The efforts of the Creationists are tireless. Even this brief survey of books that I happened to chance upon is nowhere near a comprehensive survey of what is out there. What it does serve to demonstrate is that all reasonable people should be wary. After all, even Jesus knew that a person in the wrong, if persistent enough, could convert even a hard-hearted judge.


Bible Land

Once upon a time I took a trip to visit a friend in West Virginia. I made the drive from New Jersey across parts of Pennsylvania and Maryland. Having grown up in Pennsylvania I never supposed it to be considered part of the “Bible Belt,” but it seems that some of the spillover may be making its way north of the Mason-Dixon line.

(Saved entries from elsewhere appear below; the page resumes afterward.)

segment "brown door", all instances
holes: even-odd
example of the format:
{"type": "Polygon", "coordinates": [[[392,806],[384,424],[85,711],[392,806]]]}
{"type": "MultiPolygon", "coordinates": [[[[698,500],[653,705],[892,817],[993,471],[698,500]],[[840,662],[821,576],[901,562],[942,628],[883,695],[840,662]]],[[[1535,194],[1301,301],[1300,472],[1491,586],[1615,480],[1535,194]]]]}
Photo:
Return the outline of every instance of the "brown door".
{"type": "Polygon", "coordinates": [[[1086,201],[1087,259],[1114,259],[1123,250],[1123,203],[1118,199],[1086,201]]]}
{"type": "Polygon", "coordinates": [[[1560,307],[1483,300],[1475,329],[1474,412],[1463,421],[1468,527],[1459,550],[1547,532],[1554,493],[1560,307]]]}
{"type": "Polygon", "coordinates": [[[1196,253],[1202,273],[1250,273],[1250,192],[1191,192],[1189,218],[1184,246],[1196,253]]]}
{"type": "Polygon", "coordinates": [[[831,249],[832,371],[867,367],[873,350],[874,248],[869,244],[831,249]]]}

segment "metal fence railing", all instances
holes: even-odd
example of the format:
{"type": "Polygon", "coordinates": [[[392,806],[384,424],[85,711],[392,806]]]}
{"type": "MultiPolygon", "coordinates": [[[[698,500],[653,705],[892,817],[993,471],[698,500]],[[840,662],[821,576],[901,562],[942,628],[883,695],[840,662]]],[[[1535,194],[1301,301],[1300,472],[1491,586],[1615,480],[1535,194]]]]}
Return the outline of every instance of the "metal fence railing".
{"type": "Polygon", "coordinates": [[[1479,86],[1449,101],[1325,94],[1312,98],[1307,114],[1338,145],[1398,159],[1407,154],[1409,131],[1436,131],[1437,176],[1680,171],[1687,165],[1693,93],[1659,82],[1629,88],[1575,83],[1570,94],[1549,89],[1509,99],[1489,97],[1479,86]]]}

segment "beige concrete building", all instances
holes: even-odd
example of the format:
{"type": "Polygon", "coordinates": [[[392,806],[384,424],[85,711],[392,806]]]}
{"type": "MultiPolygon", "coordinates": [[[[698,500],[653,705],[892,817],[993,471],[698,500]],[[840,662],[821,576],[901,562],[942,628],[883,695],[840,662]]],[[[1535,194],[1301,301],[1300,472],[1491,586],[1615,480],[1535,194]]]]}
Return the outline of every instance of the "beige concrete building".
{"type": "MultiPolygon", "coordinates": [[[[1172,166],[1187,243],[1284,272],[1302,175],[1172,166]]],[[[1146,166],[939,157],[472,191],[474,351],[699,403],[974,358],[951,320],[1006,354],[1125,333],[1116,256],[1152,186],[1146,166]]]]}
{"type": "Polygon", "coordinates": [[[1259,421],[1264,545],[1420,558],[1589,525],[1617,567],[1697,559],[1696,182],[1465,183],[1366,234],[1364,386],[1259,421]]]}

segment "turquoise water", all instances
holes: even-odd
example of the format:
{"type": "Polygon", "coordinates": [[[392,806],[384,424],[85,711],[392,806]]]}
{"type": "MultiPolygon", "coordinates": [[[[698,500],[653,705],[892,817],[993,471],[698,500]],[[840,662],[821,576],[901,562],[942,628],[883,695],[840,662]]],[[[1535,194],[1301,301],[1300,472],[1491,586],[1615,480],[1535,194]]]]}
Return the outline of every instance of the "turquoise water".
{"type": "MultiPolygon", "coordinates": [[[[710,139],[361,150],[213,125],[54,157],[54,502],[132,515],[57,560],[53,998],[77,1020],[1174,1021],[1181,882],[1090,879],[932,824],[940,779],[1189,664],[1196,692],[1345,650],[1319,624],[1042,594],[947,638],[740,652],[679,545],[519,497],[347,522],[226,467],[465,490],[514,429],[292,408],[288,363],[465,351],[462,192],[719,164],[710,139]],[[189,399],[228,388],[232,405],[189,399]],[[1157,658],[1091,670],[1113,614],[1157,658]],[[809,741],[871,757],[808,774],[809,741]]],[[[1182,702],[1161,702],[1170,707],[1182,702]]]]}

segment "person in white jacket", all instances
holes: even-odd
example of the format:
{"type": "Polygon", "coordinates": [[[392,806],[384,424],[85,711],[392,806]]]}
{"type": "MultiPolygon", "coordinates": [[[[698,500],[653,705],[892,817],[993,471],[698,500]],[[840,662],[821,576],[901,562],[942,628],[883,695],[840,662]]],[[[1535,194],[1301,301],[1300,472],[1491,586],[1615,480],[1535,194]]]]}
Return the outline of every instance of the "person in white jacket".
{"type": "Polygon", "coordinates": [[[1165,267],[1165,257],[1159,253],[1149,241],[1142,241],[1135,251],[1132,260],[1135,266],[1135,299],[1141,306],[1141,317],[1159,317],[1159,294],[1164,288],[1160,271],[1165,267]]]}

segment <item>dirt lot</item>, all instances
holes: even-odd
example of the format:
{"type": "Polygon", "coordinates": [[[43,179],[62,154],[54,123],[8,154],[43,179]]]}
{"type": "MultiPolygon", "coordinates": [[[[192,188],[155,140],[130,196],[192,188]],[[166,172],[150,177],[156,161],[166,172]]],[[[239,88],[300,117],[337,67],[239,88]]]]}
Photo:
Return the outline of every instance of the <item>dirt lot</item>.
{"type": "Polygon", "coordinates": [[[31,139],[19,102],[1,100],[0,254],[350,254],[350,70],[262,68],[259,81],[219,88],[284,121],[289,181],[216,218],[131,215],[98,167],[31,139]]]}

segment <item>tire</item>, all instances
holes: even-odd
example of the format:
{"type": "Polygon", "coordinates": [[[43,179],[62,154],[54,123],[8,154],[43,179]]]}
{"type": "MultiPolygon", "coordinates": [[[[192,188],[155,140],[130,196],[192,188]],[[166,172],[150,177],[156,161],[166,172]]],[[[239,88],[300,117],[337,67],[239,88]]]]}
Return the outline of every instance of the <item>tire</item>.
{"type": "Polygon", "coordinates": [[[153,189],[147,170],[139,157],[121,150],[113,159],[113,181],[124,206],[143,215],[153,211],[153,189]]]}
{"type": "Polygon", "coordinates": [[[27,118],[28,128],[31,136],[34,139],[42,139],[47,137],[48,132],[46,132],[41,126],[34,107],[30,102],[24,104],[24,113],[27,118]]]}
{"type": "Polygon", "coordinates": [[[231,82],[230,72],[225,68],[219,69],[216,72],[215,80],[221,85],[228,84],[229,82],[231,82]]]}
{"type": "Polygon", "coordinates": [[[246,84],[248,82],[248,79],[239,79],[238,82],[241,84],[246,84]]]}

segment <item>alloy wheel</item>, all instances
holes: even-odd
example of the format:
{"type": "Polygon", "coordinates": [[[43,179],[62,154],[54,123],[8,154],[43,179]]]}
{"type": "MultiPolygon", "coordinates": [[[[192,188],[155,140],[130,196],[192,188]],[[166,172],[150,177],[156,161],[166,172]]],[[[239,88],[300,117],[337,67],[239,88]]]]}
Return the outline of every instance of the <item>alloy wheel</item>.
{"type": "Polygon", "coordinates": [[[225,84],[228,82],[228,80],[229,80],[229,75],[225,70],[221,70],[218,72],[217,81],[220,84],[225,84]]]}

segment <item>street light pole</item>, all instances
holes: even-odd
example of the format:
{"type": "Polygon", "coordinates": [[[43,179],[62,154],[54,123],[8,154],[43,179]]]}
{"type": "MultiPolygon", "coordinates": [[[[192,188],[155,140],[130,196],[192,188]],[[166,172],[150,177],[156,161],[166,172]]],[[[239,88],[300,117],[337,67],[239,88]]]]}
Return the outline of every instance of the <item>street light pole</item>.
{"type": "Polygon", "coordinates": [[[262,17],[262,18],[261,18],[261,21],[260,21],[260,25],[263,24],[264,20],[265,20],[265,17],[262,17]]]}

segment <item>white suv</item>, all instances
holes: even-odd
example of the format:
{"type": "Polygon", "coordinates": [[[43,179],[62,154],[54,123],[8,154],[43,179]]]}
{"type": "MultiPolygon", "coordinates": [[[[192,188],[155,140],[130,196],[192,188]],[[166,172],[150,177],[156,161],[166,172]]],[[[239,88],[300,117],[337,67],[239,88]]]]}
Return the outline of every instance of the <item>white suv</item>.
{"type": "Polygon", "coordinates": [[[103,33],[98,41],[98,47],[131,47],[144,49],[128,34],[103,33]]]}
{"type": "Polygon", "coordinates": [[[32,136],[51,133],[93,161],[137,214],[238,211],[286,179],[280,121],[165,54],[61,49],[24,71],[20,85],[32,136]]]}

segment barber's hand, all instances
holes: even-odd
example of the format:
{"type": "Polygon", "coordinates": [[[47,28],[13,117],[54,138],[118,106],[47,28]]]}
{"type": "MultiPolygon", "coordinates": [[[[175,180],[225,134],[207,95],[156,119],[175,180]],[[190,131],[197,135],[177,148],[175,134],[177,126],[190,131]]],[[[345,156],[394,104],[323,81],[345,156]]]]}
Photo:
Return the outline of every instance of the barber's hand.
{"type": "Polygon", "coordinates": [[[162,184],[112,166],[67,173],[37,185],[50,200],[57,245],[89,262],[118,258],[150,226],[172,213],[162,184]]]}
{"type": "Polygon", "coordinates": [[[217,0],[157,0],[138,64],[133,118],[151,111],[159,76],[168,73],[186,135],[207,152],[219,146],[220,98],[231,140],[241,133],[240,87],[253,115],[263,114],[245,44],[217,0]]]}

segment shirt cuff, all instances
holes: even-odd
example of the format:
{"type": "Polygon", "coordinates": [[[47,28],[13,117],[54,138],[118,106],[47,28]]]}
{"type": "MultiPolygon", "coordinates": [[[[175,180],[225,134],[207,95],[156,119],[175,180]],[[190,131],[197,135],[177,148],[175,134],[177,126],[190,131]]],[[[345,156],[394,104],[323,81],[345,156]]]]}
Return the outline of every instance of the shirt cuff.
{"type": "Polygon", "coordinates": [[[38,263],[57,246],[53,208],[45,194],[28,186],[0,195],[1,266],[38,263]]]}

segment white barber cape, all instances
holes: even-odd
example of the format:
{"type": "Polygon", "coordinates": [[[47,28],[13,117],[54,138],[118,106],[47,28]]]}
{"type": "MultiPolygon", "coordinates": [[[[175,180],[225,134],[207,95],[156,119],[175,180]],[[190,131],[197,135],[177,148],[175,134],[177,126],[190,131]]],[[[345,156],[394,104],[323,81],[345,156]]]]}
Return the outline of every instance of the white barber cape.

Interstate 78 has recently struck me as being highly evangelized. I saw a billboard reading “Blessed is the nation whose God is the Lord” and remarked at how out of context this verse was taken. Last time I checked, the Bible tended to be concerned with Israel, not the United States. Further along I saw a church near Bethel, PA called the Assembly of Yahweh. Not being aware that there was confusion as to who the God of the Israelites was, it amazed me to see that they have their own radio station called “The voice of the Assembly of Yahweh.” This struck me as a missed opportunity; the real message could have come through more clearly with “of the Assembly” left out. Yet further along was an ominous billboard from a local Mennonite Church that sounded eerily like Amos. “You Will Meet God” it announced.

Storm's a-comin'

Storm's a-comin'

As I entered Maryland the sales tactics intensified. In Frostburg there was God’s Ark of Safety Church where an actual replica of Noah’s Ark is being built right along Interstate 70/68. Since the steel frame is all that was currently finished, I was glad that it hadn’t recently been raining. Perhaps a more recent translation of the Bible has updated gopher wood to Bethel steel. Further along I spotted a lighthouse atop a hill over a hundred miles from the nearest substantial body of water. This was the World Lighthouse Worship Center. While visiting an actual lighthouse on Lake Superior a few years back the docent informed me that lighthouses were now considered superfluous with the advent of Global Positioning Systems. (Shhh — please don’t inform them that science has again trumped a quaint piece of folklore! I can imagine that the lighthouse may be useful when the new ark is completed.) Along route 219 in McHenry, MD I saw “A House of Love Gathering Place” that I just couldn’t dissociate from the B-52’s for some reason. Just about on the border to West Virginia was the Fresh Fire Church of God.

The United States is truly an impressive reservoir of biblicism. Perhaps university administrators who believe the study of religion isn’t worth the meager salary of an assistant professor should take a road trip. It would be a learning experience.